Among existing proposals, we chose to follow Tolin’s et al. (5) updated EST recommendations, due to their comprehensiveness in addressing all these above-mentioned aspects, being also adopted and promoted in research meant to impact future recommendation lists of psychological treatments for CMDs (13). The position of an approach within the clinical setting may thus be influenced by how empirical evidence fits these new EST criteria; unverified approaches risk being left behind. Assessment is based on the treatment’s effect on symptoms and individuals’ functioning, with maintenance for at least 3-months after the intervention. Recommendations categories (very strong, strong, or weak) are based on the quality of evidence rated by the Grading of Recommendations, Assessment, Development, and Evaluation (GRADE) system (14, 15). Priority is given to recent high-quality systematic reviews (preferably published within the last two-years) over single study tallies, accounting for treatment fidelity and contextual factors. Aligned with EBPP, the EST recommendations highlight the integration of best current evidence, clinician expertise, and patient values, by considering patient-relevant outcomes (functioning) alongside clinical-setting relevant ones (symptom change) with planned analyses of adverse events, cost-effectiveness, and mechanisms of change.

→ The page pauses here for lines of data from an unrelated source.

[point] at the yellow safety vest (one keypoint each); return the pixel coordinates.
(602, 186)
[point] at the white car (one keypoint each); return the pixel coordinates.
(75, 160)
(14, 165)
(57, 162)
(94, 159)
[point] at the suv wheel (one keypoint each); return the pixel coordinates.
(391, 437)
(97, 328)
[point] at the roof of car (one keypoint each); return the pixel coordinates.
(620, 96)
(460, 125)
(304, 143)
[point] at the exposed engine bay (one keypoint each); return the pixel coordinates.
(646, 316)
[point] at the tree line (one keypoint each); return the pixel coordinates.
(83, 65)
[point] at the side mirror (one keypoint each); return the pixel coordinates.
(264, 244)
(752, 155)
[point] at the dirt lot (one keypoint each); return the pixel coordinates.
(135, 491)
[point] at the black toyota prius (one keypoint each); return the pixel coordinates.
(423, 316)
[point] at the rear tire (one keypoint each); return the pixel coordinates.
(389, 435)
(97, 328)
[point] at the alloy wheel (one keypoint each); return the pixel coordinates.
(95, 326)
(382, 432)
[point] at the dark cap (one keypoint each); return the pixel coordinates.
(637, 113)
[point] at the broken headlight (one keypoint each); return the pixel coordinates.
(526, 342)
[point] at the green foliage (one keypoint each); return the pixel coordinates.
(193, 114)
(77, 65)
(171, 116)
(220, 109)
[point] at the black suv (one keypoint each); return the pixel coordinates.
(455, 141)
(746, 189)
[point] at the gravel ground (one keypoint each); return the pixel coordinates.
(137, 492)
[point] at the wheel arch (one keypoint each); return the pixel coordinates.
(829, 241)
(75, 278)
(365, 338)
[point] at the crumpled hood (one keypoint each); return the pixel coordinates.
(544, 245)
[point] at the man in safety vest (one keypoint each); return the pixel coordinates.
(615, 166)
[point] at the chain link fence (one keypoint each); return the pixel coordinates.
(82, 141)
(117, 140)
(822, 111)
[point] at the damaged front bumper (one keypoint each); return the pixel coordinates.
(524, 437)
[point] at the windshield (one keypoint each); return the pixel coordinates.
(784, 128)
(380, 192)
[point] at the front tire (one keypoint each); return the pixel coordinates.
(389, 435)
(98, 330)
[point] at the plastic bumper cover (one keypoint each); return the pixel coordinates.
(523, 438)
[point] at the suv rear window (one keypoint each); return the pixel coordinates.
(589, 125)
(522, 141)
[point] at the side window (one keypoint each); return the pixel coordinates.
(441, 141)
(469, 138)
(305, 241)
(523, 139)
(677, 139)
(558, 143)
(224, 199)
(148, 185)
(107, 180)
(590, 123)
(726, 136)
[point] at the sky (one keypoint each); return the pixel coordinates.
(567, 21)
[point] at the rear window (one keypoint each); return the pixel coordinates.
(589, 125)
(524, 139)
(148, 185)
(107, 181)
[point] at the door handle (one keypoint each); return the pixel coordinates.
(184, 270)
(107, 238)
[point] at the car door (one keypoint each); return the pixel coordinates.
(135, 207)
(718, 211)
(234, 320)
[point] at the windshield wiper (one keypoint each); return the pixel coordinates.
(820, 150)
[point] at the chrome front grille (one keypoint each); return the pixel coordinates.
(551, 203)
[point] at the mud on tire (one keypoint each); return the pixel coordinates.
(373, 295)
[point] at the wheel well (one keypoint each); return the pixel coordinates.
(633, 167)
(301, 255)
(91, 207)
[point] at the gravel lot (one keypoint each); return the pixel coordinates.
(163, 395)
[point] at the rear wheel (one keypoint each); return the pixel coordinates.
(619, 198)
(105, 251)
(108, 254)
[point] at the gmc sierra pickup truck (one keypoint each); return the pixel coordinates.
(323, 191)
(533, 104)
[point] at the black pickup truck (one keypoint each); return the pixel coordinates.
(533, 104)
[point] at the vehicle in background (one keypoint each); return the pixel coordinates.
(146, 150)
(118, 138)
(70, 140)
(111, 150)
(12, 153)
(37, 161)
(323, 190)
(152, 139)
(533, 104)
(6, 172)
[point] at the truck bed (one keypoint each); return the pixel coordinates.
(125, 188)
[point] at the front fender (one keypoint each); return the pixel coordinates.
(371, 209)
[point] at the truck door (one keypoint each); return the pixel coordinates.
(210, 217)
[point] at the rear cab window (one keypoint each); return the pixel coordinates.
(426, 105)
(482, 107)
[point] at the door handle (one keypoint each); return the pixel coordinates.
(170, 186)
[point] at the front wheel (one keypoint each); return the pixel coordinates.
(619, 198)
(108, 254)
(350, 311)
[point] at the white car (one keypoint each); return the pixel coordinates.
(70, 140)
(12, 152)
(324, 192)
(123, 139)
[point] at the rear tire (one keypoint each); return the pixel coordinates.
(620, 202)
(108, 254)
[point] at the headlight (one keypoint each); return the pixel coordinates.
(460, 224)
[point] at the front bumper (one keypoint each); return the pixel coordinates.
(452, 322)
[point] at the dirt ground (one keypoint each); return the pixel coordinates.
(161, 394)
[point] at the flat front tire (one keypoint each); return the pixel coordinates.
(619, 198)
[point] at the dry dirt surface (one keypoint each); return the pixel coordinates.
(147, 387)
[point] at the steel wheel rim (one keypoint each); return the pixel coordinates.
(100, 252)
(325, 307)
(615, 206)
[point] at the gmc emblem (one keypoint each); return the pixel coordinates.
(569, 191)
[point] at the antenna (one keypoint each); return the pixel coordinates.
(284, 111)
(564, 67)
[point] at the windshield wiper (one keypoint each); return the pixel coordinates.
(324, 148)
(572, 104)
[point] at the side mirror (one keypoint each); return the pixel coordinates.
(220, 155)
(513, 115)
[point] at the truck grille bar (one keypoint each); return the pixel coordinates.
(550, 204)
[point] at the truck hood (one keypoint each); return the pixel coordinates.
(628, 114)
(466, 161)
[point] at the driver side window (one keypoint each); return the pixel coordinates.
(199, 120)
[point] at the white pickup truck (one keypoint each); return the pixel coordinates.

The mechanism of change in SFBT is centered around the co-construction of the client’s preferred future, existing strengths and resources, and observable micro-changes identified through analyses of progress or exceptions (instances when the problem is less intense or absent) (1, 2). In line with the main assumptions, the process of solution-building differs from problem-solving, and thus the focus goes beyond symptom modification. Clients are assumed to already possess solution-building capacities, the therapeutic process focuses on identifying and amplifying them. The therapist’s language has a central role, by intentional use of presuppositions of change while constructing each statement based on the client’s words (1, 2). Main techniques include: (i) goal negotiation and preferred-future descriptions (clarifying what the client expects to be different, presupposing that the therapy is helpful and describing in details the preferred future presupposing the fulfillment of the expectations), (ii) exception-eliciting questions followed by an amplification of what already works, (iii) scaling questions to track progress, confidence, and motivation towards change, and (iv) resource amplification and compliments to bring strengths into awareness and consolidate their use. Additionally, sessions can end with a structured end-of-session feedback with concrete between-session tasks. A meta-analysis of process-outcome studies (16) confirmed the relevancy of the proposed set of interventions including the specific use of language which was extensively examined in microanalysis research (17, 18).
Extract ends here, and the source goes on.